Facts, opinions, and the real story behind Mary Kay Cosmetics.

Real Entrepreneurs vs Mary Kay

I love it when Mary Kay sales directors and national sales directors admit that the scam they’re running has nothing to do with the real business world! They just prove my point for me!

What???? I’m saying that being a Mary Kay consultant isn’t a real business? No kidding! Of course that’s what I’m saying.

And in this document from a Mary Kay NSD, my point is proven for me. The document even goes so far as to call this “Mary Kay vs. Real Life.” Here are a few of my favorite excerpts, with my comments in italics…

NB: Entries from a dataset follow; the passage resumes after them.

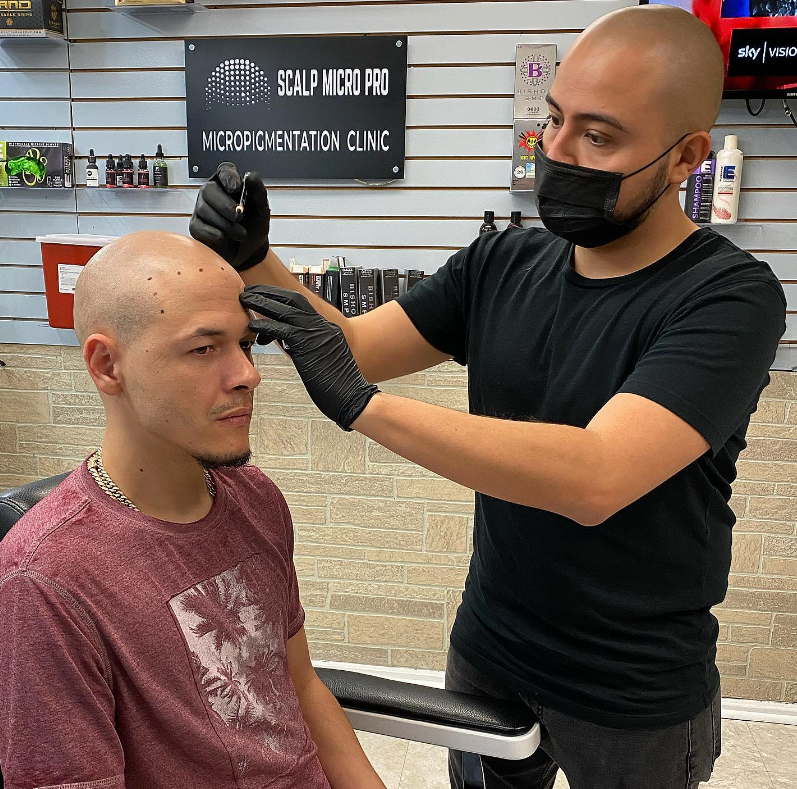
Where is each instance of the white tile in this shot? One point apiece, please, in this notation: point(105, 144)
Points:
point(426, 767)
point(740, 766)
point(387, 755)
point(777, 745)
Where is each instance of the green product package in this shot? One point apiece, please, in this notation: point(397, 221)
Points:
point(36, 164)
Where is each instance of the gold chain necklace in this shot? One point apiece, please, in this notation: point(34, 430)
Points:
point(107, 485)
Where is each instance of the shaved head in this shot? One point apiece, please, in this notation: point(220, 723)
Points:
point(662, 56)
point(168, 345)
point(129, 285)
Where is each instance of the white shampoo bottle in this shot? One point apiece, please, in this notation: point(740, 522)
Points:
point(727, 182)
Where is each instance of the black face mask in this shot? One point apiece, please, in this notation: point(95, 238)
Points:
point(577, 203)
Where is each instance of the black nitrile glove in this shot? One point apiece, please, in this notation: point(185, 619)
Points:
point(242, 243)
point(317, 347)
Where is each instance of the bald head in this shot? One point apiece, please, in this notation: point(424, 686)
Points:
point(661, 57)
point(140, 280)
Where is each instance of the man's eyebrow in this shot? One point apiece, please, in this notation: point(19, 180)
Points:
point(203, 331)
point(210, 332)
point(598, 117)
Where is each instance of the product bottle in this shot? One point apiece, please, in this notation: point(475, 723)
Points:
point(700, 191)
point(489, 223)
point(514, 220)
point(128, 175)
point(143, 173)
point(92, 171)
point(160, 170)
point(725, 208)
point(110, 172)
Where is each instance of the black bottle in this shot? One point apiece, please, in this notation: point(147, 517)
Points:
point(143, 173)
point(110, 172)
point(92, 171)
point(489, 223)
point(128, 174)
point(160, 170)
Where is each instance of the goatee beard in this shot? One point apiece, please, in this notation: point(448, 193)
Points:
point(224, 461)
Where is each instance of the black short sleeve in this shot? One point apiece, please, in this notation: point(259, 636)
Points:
point(437, 307)
point(712, 359)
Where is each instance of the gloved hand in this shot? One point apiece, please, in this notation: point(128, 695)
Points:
point(242, 243)
point(317, 347)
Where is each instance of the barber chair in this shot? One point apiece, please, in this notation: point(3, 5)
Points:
point(446, 718)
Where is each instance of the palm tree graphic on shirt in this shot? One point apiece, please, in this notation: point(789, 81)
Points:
point(238, 658)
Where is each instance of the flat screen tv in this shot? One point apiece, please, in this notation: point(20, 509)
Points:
point(758, 39)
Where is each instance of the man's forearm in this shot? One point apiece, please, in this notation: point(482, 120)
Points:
point(345, 764)
point(550, 467)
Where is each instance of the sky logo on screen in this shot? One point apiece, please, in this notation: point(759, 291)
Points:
point(237, 82)
point(763, 52)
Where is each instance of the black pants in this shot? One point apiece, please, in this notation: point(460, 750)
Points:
point(591, 756)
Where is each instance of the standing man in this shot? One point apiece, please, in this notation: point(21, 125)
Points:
point(614, 360)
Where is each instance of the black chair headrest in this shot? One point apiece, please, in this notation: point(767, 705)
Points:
point(16, 502)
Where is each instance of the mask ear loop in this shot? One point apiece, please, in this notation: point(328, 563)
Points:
point(650, 164)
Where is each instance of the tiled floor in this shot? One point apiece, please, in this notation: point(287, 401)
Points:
point(754, 756)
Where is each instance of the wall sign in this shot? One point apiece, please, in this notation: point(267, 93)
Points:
point(535, 68)
point(326, 107)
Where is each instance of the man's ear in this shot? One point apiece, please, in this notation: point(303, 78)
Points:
point(101, 355)
point(694, 152)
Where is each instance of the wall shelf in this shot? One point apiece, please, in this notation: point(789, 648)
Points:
point(164, 8)
point(45, 37)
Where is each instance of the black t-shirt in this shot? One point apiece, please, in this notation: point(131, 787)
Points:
point(610, 624)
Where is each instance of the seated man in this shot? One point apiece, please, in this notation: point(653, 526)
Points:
point(151, 634)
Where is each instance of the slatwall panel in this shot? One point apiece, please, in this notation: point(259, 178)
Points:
point(125, 76)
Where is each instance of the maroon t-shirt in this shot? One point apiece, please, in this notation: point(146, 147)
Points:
point(141, 654)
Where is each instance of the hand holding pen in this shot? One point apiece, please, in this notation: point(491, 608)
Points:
point(232, 216)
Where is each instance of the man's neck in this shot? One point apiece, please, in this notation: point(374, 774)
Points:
point(652, 240)
point(162, 482)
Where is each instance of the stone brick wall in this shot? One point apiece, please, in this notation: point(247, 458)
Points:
point(383, 545)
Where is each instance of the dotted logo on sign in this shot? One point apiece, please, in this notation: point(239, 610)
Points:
point(237, 82)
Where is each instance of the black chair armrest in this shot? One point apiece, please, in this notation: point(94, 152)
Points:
point(442, 717)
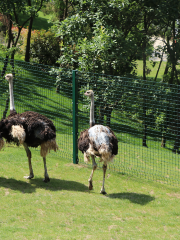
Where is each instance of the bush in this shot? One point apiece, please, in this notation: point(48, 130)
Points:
point(45, 47)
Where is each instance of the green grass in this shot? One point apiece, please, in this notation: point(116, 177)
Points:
point(65, 208)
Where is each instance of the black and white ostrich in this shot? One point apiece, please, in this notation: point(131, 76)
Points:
point(97, 141)
point(30, 129)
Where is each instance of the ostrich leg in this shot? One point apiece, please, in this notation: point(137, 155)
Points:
point(104, 173)
point(46, 176)
point(94, 165)
point(31, 174)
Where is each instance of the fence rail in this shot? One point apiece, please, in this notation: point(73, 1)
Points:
point(144, 115)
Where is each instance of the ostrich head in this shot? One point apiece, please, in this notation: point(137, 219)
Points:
point(89, 93)
point(9, 77)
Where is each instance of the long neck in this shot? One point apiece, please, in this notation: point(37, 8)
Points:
point(92, 121)
point(12, 107)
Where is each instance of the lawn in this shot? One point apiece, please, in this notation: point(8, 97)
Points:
point(64, 208)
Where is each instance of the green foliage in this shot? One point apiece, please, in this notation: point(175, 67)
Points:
point(45, 48)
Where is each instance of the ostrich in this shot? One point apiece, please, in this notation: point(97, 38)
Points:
point(97, 141)
point(30, 129)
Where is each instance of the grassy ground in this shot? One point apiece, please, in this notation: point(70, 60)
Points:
point(65, 208)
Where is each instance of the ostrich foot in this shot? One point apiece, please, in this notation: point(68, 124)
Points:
point(103, 192)
point(29, 177)
point(90, 185)
point(46, 179)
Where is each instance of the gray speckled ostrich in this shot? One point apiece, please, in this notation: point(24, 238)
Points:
point(97, 141)
point(30, 129)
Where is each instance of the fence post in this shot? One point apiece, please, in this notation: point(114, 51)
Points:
point(75, 116)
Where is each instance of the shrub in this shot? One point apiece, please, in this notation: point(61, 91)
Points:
point(45, 47)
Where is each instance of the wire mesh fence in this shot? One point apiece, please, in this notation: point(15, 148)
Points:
point(144, 115)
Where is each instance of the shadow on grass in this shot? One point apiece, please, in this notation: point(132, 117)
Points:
point(141, 199)
point(33, 184)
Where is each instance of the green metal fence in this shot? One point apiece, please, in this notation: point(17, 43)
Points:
point(144, 115)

Entrepreneurs need a team of people that they pay for various services: advertising department, graphic artists, website administrators, etc.

Mary Kay provides us with all the tools: PCP, our Personal Web Site, Research & Development, Marketing Placement, Medical Relations, etc.

Mary Kay consultants pay for PCP and the websites. MK doesn’t “provide” these things, they’re paid for by consultants. They’re also encouraged to pay for office help. Mary Kay does some advertising and marketing, but the market is so saturated with desperate consultants, that you’re unlikely to receive any tangible benefits from these.

Entrepreneurs have to go to the bank and borrow anywhere from $50,000 to $500,000 or more to get their business off the ground. And if their business doesn’t work out, they lose everything they put in.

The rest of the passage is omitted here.